O Filipe vivenciou o tempo da ditadura salazarista. Consegue identificar as grandes diferenças entre a maneira de se fazer teatro antes e depois do 25 de Abril?
Antes fazia-se bom teatro, com bons atores. Havia uma grande companhia de teatro nacional e uma companhia de ópera. Hoje não. Isto acontece devido à falta de interesse por parte dos partidos políticos. A cultura está diretamente ligada à educação, pelo que esta tem vindo a desvanecer-se. E, portanto, temos de seguir o nível cultural do público, para que este entenda as nossas peças. Mas, voltando à questão, antes do 25 de Abril, havia censura. Hoje, há uma censura económica, mais sofisticada. Noto que há palavras que foram tão sacralizadas que perderam o sentido, é o caso dos termos «liberdade» e «democracia».
O Politeama é hoje um palco, sobretudo, de memórias. Quer contar-nos a recordação que mais acarinha?
Todas. Ou melhor, a próxima. Não olho para o passado porque tenho saudades do futuro.

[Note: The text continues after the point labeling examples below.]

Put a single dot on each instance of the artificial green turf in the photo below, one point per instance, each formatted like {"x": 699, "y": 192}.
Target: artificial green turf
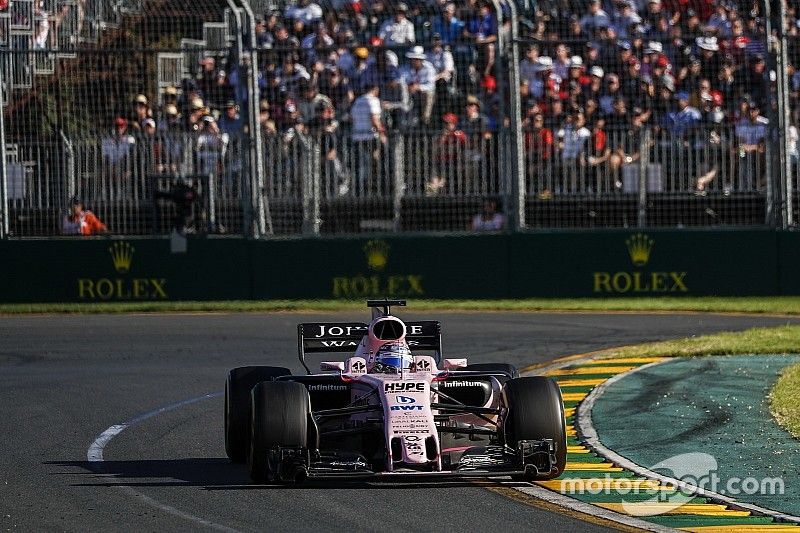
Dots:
{"x": 789, "y": 305}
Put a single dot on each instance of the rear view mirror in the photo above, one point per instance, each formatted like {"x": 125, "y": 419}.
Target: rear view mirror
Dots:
{"x": 453, "y": 364}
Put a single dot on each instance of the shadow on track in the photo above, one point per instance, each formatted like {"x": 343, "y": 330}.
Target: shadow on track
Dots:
{"x": 219, "y": 474}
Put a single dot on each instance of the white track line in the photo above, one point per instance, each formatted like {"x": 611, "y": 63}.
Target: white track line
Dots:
{"x": 589, "y": 434}
{"x": 94, "y": 454}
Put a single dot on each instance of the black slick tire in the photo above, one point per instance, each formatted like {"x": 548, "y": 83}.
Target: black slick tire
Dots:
{"x": 535, "y": 412}
{"x": 279, "y": 418}
{"x": 239, "y": 383}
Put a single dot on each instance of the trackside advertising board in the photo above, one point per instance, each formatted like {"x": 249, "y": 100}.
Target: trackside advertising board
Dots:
{"x": 537, "y": 264}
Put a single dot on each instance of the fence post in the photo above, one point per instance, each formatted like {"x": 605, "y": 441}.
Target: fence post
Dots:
{"x": 511, "y": 168}
{"x": 644, "y": 159}
{"x": 772, "y": 165}
{"x": 3, "y": 155}
{"x": 398, "y": 147}
{"x": 784, "y": 120}
{"x": 310, "y": 156}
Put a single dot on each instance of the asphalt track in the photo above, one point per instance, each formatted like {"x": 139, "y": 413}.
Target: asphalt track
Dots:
{"x": 65, "y": 379}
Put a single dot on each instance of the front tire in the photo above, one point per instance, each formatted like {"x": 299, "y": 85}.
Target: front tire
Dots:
{"x": 279, "y": 418}
{"x": 536, "y": 412}
{"x": 238, "y": 385}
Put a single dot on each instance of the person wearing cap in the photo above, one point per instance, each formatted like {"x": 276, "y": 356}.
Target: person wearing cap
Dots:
{"x": 546, "y": 81}
{"x": 81, "y": 221}
{"x": 625, "y": 17}
{"x": 141, "y": 112}
{"x": 441, "y": 59}
{"x": 573, "y": 142}
{"x": 449, "y": 27}
{"x": 751, "y": 136}
{"x": 284, "y": 41}
{"x": 209, "y": 147}
{"x": 310, "y": 101}
{"x": 482, "y": 31}
{"x": 398, "y": 30}
{"x": 304, "y": 11}
{"x": 368, "y": 134}
{"x": 595, "y": 19}
{"x": 117, "y": 150}
{"x": 449, "y": 155}
{"x": 562, "y": 61}
{"x": 420, "y": 78}
{"x": 290, "y": 73}
{"x": 538, "y": 142}
{"x": 318, "y": 40}
{"x": 593, "y": 89}
{"x": 231, "y": 122}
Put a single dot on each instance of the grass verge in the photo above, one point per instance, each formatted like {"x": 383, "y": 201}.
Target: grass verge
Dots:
{"x": 783, "y": 400}
{"x": 774, "y": 340}
{"x": 789, "y": 305}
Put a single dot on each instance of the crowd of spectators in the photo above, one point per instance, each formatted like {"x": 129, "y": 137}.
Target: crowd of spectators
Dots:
{"x": 594, "y": 75}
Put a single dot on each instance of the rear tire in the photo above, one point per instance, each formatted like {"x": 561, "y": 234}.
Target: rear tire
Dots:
{"x": 536, "y": 412}
{"x": 238, "y": 385}
{"x": 506, "y": 368}
{"x": 279, "y": 417}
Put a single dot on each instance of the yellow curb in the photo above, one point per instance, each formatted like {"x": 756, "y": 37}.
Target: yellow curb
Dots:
{"x": 654, "y": 508}
{"x": 592, "y": 467}
{"x": 756, "y": 528}
{"x": 590, "y": 370}
{"x": 589, "y": 485}
{"x": 581, "y": 382}
{"x": 573, "y": 396}
{"x": 625, "y": 360}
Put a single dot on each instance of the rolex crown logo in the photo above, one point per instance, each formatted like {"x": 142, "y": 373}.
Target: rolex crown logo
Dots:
{"x": 639, "y": 247}
{"x": 377, "y": 254}
{"x": 122, "y": 256}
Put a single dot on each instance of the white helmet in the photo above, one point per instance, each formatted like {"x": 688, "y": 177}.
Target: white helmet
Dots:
{"x": 392, "y": 357}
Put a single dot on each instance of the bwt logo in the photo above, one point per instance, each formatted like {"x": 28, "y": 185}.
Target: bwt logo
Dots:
{"x": 418, "y": 386}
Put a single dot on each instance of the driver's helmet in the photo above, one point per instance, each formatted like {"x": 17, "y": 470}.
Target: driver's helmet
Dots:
{"x": 391, "y": 358}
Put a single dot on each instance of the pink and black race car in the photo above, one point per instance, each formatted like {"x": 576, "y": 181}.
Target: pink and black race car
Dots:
{"x": 394, "y": 407}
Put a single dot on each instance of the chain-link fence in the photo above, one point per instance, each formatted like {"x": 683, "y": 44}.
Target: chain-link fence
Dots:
{"x": 350, "y": 116}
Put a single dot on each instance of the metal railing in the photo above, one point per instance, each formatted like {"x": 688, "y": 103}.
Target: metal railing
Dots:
{"x": 569, "y": 148}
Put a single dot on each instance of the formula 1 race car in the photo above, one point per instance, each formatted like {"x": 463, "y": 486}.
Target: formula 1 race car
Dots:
{"x": 388, "y": 411}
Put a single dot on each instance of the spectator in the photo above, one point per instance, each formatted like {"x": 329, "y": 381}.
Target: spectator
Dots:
{"x": 311, "y": 101}
{"x": 141, "y": 112}
{"x": 117, "y": 151}
{"x": 420, "y": 77}
{"x": 231, "y": 122}
{"x": 368, "y": 135}
{"x": 573, "y": 141}
{"x": 489, "y": 219}
{"x": 482, "y": 30}
{"x": 539, "y": 151}
{"x": 595, "y": 19}
{"x": 442, "y": 60}
{"x": 449, "y": 158}
{"x": 338, "y": 88}
{"x": 81, "y": 221}
{"x": 305, "y": 11}
{"x": 290, "y": 74}
{"x": 449, "y": 27}
{"x": 398, "y": 31}
{"x": 316, "y": 44}
{"x": 751, "y": 133}
{"x": 210, "y": 148}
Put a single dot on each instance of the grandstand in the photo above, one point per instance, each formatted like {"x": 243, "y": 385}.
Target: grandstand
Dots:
{"x": 571, "y": 114}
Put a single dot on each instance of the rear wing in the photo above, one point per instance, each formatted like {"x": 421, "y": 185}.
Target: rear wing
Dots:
{"x": 344, "y": 337}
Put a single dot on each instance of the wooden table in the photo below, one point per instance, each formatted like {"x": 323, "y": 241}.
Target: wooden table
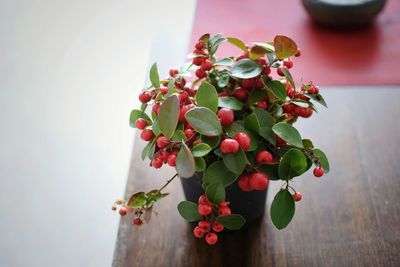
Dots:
{"x": 350, "y": 217}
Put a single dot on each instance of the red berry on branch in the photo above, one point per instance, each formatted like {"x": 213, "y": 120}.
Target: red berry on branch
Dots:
{"x": 229, "y": 146}
{"x": 297, "y": 196}
{"x": 226, "y": 116}
{"x": 171, "y": 160}
{"x": 198, "y": 232}
{"x": 243, "y": 183}
{"x": 217, "y": 227}
{"x": 157, "y": 163}
{"x": 200, "y": 73}
{"x": 211, "y": 238}
{"x": 318, "y": 171}
{"x": 147, "y": 135}
{"x": 258, "y": 181}
{"x": 162, "y": 142}
{"x": 144, "y": 97}
{"x": 244, "y": 140}
{"x": 206, "y": 65}
{"x": 204, "y": 209}
{"x": 140, "y": 123}
{"x": 264, "y": 157}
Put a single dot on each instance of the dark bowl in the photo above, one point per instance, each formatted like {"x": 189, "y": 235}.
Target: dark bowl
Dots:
{"x": 343, "y": 13}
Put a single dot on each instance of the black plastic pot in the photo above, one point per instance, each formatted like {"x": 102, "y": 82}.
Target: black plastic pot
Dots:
{"x": 251, "y": 205}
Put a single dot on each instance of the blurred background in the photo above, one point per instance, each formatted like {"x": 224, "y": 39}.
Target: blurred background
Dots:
{"x": 69, "y": 76}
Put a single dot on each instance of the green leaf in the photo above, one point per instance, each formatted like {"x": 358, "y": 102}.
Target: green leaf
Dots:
{"x": 292, "y": 164}
{"x": 215, "y": 193}
{"x": 235, "y": 162}
{"x": 218, "y": 173}
{"x": 288, "y": 133}
{"x": 256, "y": 95}
{"x": 200, "y": 164}
{"x": 282, "y": 209}
{"x": 207, "y": 96}
{"x": 154, "y": 77}
{"x": 168, "y": 115}
{"x": 276, "y": 87}
{"x": 323, "y": 159}
{"x": 204, "y": 121}
{"x": 288, "y": 76}
{"x": 137, "y": 200}
{"x": 318, "y": 98}
{"x": 284, "y": 47}
{"x": 230, "y": 102}
{"x": 148, "y": 150}
{"x": 246, "y": 69}
{"x": 185, "y": 164}
{"x": 136, "y": 114}
{"x": 232, "y": 222}
{"x": 188, "y": 211}
{"x": 201, "y": 150}
{"x": 238, "y": 43}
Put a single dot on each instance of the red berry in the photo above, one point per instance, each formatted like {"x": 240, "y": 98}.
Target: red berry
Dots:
{"x": 203, "y": 200}
{"x": 205, "y": 225}
{"x": 288, "y": 64}
{"x": 198, "y": 232}
{"x": 162, "y": 142}
{"x": 258, "y": 181}
{"x": 244, "y": 140}
{"x": 243, "y": 183}
{"x": 200, "y": 73}
{"x": 318, "y": 171}
{"x": 226, "y": 116}
{"x": 157, "y": 163}
{"x": 140, "y": 123}
{"x": 144, "y": 97}
{"x": 224, "y": 210}
{"x": 204, "y": 209}
{"x": 137, "y": 221}
{"x": 147, "y": 135}
{"x": 262, "y": 105}
{"x": 264, "y": 157}
{"x": 241, "y": 94}
{"x": 217, "y": 227}
{"x": 211, "y": 238}
{"x": 279, "y": 71}
{"x": 123, "y": 211}
{"x": 297, "y": 196}
{"x": 171, "y": 160}
{"x": 229, "y": 146}
{"x": 206, "y": 65}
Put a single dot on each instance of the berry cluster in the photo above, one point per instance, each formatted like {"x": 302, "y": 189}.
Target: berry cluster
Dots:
{"x": 209, "y": 211}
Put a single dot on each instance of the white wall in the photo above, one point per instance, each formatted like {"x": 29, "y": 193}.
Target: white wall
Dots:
{"x": 69, "y": 75}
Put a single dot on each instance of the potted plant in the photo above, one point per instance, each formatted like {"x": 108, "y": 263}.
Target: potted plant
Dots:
{"x": 228, "y": 131}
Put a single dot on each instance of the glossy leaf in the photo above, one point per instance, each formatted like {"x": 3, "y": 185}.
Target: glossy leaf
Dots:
{"x": 168, "y": 115}
{"x": 232, "y": 221}
{"x": 230, "y": 102}
{"x": 215, "y": 193}
{"x": 288, "y": 133}
{"x": 188, "y": 211}
{"x": 282, "y": 209}
{"x": 201, "y": 150}
{"x": 292, "y": 164}
{"x": 204, "y": 121}
{"x": 246, "y": 69}
{"x": 185, "y": 164}
{"x": 207, "y": 96}
{"x": 154, "y": 77}
{"x": 284, "y": 47}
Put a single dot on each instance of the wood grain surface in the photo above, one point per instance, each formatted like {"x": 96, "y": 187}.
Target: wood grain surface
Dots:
{"x": 350, "y": 217}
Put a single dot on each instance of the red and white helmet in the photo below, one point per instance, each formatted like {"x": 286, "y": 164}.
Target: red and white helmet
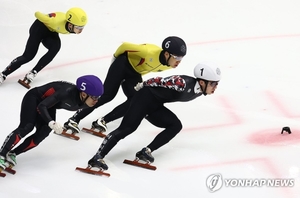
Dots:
{"x": 208, "y": 72}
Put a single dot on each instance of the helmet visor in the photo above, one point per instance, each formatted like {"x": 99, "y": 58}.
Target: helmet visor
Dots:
{"x": 213, "y": 83}
{"x": 178, "y": 58}
{"x": 78, "y": 27}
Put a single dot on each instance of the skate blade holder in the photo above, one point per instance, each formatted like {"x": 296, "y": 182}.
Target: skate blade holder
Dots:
{"x": 68, "y": 133}
{"x": 89, "y": 170}
{"x": 24, "y": 83}
{"x": 93, "y": 132}
{"x": 137, "y": 162}
{"x": 286, "y": 129}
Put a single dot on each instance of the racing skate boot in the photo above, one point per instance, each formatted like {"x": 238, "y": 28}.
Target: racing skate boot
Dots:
{"x": 145, "y": 155}
{"x": 3, "y": 163}
{"x": 30, "y": 76}
{"x": 99, "y": 125}
{"x": 72, "y": 125}
{"x": 11, "y": 158}
{"x": 98, "y": 162}
{"x": 2, "y": 78}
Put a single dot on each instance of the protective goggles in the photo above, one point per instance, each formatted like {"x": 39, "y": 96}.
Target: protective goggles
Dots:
{"x": 213, "y": 83}
{"x": 178, "y": 58}
{"x": 78, "y": 27}
{"x": 95, "y": 97}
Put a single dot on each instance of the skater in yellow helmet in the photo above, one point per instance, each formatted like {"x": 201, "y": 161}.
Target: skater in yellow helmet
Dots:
{"x": 45, "y": 29}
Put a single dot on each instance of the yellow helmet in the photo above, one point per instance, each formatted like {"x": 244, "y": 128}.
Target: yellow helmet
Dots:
{"x": 76, "y": 16}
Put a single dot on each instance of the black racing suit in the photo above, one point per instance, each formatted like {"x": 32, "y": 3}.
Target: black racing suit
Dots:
{"x": 38, "y": 108}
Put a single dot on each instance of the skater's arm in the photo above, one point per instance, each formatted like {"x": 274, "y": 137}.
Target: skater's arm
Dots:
{"x": 130, "y": 47}
{"x": 173, "y": 82}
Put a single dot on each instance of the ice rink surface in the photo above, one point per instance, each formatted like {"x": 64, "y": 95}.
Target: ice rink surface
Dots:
{"x": 234, "y": 133}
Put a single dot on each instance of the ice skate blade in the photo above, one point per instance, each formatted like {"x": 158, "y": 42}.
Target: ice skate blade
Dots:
{"x": 2, "y": 174}
{"x": 24, "y": 83}
{"x": 93, "y": 132}
{"x": 10, "y": 170}
{"x": 68, "y": 135}
{"x": 139, "y": 164}
{"x": 93, "y": 172}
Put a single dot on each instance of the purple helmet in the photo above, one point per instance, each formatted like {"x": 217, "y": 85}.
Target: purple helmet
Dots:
{"x": 90, "y": 84}
{"x": 174, "y": 45}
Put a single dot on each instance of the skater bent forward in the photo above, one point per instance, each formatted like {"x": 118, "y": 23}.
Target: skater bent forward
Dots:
{"x": 38, "y": 110}
{"x": 154, "y": 93}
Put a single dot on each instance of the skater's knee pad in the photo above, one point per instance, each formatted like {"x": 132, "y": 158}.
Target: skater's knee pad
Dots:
{"x": 26, "y": 129}
{"x": 118, "y": 134}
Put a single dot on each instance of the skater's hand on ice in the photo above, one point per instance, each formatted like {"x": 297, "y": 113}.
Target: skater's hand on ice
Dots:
{"x": 56, "y": 127}
{"x": 139, "y": 86}
{"x": 113, "y": 59}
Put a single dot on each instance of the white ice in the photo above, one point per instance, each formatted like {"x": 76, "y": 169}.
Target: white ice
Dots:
{"x": 235, "y": 132}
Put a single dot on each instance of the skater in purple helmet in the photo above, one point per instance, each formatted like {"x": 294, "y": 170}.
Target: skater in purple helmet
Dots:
{"x": 38, "y": 110}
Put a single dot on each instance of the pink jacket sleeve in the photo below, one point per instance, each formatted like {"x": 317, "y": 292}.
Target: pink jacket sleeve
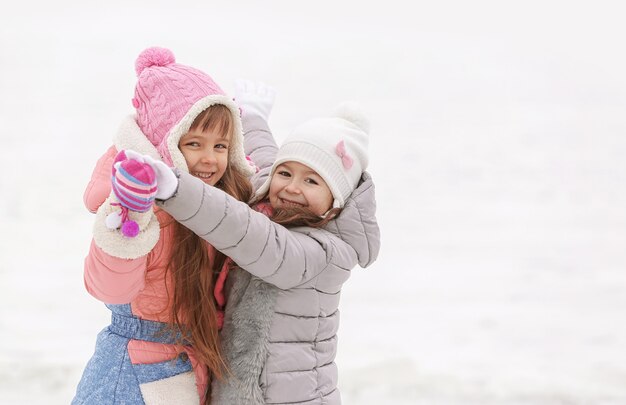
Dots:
{"x": 99, "y": 186}
{"x": 113, "y": 280}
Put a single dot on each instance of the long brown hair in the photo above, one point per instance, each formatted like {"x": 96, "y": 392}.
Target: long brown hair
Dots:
{"x": 303, "y": 217}
{"x": 194, "y": 310}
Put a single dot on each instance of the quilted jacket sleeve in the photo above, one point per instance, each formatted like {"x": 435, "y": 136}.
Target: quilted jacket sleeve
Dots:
{"x": 280, "y": 256}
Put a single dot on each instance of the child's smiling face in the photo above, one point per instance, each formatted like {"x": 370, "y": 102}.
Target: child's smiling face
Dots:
{"x": 295, "y": 185}
{"x": 206, "y": 153}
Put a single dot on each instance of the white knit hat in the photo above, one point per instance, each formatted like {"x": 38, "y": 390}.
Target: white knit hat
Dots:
{"x": 335, "y": 147}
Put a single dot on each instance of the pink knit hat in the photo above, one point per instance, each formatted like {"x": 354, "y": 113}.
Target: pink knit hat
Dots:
{"x": 168, "y": 98}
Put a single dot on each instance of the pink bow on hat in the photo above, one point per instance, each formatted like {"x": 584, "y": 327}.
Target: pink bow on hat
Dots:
{"x": 346, "y": 160}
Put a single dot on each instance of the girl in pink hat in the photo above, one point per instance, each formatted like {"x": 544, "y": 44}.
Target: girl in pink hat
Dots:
{"x": 153, "y": 274}
{"x": 313, "y": 220}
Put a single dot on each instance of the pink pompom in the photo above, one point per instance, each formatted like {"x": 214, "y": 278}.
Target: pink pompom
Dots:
{"x": 153, "y": 57}
{"x": 130, "y": 229}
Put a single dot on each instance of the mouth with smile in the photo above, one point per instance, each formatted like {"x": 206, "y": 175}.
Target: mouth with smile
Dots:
{"x": 203, "y": 175}
{"x": 290, "y": 204}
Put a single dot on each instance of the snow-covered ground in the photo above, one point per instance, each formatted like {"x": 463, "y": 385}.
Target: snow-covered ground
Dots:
{"x": 497, "y": 147}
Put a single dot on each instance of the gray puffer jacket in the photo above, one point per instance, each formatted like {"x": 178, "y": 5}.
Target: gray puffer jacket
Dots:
{"x": 281, "y": 320}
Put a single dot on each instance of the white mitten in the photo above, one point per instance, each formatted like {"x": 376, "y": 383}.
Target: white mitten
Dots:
{"x": 254, "y": 97}
{"x": 167, "y": 182}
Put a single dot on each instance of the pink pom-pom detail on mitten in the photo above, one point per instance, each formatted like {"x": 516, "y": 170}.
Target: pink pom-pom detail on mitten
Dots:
{"x": 153, "y": 57}
{"x": 130, "y": 229}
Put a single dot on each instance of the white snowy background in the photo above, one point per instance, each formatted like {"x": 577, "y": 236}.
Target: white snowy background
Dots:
{"x": 497, "y": 146}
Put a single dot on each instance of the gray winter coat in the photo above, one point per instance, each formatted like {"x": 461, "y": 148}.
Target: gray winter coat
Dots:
{"x": 280, "y": 329}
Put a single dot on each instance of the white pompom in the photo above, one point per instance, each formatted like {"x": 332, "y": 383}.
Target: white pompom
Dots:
{"x": 351, "y": 112}
{"x": 113, "y": 220}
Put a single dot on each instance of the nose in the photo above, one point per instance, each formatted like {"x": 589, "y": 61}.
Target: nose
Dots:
{"x": 208, "y": 157}
{"x": 292, "y": 188}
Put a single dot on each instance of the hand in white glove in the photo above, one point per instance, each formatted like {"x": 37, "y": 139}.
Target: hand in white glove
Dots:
{"x": 254, "y": 97}
{"x": 167, "y": 182}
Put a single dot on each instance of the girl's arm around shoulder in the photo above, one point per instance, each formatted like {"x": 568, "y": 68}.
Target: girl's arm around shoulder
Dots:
{"x": 283, "y": 257}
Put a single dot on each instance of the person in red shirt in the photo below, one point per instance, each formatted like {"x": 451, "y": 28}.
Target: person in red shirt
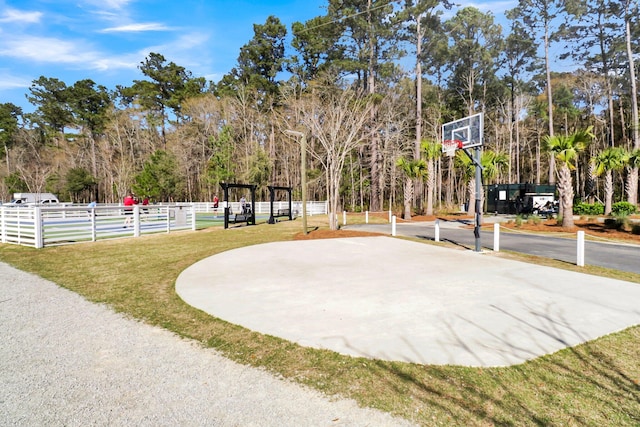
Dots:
{"x": 216, "y": 201}
{"x": 128, "y": 202}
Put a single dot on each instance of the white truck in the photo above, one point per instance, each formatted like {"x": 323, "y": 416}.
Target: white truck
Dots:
{"x": 34, "y": 199}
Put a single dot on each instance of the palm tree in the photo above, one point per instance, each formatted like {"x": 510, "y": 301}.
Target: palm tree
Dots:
{"x": 412, "y": 169}
{"x": 609, "y": 160}
{"x": 565, "y": 149}
{"x": 493, "y": 163}
{"x": 432, "y": 150}
{"x": 631, "y": 186}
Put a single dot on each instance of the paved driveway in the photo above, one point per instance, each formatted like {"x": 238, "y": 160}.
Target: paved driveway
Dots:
{"x": 392, "y": 299}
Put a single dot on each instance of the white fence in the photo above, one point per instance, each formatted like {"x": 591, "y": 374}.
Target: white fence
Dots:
{"x": 39, "y": 226}
{"x": 47, "y": 226}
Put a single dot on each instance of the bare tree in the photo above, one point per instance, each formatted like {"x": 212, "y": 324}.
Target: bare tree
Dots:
{"x": 335, "y": 120}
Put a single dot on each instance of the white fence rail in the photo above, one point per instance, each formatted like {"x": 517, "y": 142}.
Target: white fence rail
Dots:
{"x": 39, "y": 226}
{"x": 47, "y": 226}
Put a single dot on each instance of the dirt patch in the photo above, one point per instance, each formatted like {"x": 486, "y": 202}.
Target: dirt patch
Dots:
{"x": 593, "y": 228}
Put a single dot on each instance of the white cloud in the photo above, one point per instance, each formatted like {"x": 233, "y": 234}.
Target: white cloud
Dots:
{"x": 136, "y": 28}
{"x": 10, "y": 81}
{"x": 15, "y": 15}
{"x": 58, "y": 51}
{"x": 108, "y": 4}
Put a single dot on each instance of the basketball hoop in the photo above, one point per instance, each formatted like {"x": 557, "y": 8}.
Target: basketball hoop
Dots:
{"x": 449, "y": 146}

Fale-nos do presente projeto em que se encontra a trabalhar, Cinderela. A personagem será tal e qual como a conhecemos ou terá um toque La Féria pelo meio?
A personagem é completamente original. É uma peça que fará 300 representações, em que os atores chegam a reproduzir até seis repetições por dia. As escolas chegam do norte e sul do país para ver a Cinderela, deixando as salas lotadas.
Paralelamente, há a Revista. Um verdadeiro êxito, porque a história é abordada através do humor. A Revista começa na Monarquia e vai acompanhando sempre a linha temporal da história portuguesa. E, de facto, a grande força do teatro é contarmos a nossa história. Penso que em Portugal pecamos por fazer muitas traduções, atores a fazerem-se passar por americanos... Como tudo na vida, o teatro tem de ser localizado para ser universal. Temos de recorrer primeiro à nossa identidade e, aí sim, podemos torná-lo universal.
«Em Portugal, a maior parte dos atores faz teatro para o umbigo»
O que acrescentou o Filipe ao teatro português?
Creio que nunca houve tantas pessoas a procurarem o teatro. Com a peça Amália, por exemplo, estimam-se seis milhões e meio de expectadores, além dos outros 200 espetáculos já feitos. Eu transmito emoção, verdade e espectralidade. E, em tudo o que faça, tenho sempre presente um excerto do poema de Fernando Pessoa: «Para ser grande, sê inteiro: nada / teu exagera ou exclui». Portanto, para comunicarmos com os outros, temos de nos dar por inteiro.
Como é que enfrentou os períodos de confinamento longe do palco?
Foi muito difícil. Tive um espetáculo que aguentou, o Espero por ti no Politeama, que por muitas vezes foi realizado por dois bailarinos, em vez de dez. Tive de me adaptar. No século XXI, estamos a dar conta de como ainda nos encontramos na Idade Média. Entendemos que uma epidemia pode ser tão brutal que nos consegue reduzir a nada. A tal insignificância que temos perante o universo. O Homem é o animal mais terrível da natureza, já por isso venceu os outros animais. É o que sabe matar à distância. O leão, por exemplo, dá o corpo para matar. Nós não, somos animais hipócritas e, ao mesmo tempo, os mais inteligentes.
Entre sonhar e concretizar, qual é o caminho?
Trabalho. Sangue, suor e lágrimas. A minha mestre dizia-me que um artista precisa de 95% de trabalho e 5% de talento. Eu concordo.
Quem seria o Filipe La Féria sem o teatro?
Não existia. Nem eu era capaz de viver sem. Podia, talvez, ter sido um escritor, gosto de escrever desde pequeno. Até colaborei no Diário de Lisboa Juvenil e cheguei a ganhar prémios.
Como gostava, um dia, de ser recordado?
Na vida, tudo é esquecimento. Morreu a Eunice Muñoz e hoje quase ninguém fala dela, por exemplo. Falo eu, que lhe faço sempre uma homenagem na Revista. Na semana em que morrem são falados, mas depois... Portanto, não penso na ideia do esquecimento. A vida é insignificante e é preciso ter a humildade de nos olharmos como Camões uma vez disse: como «esse bicho da terra tão pequeno».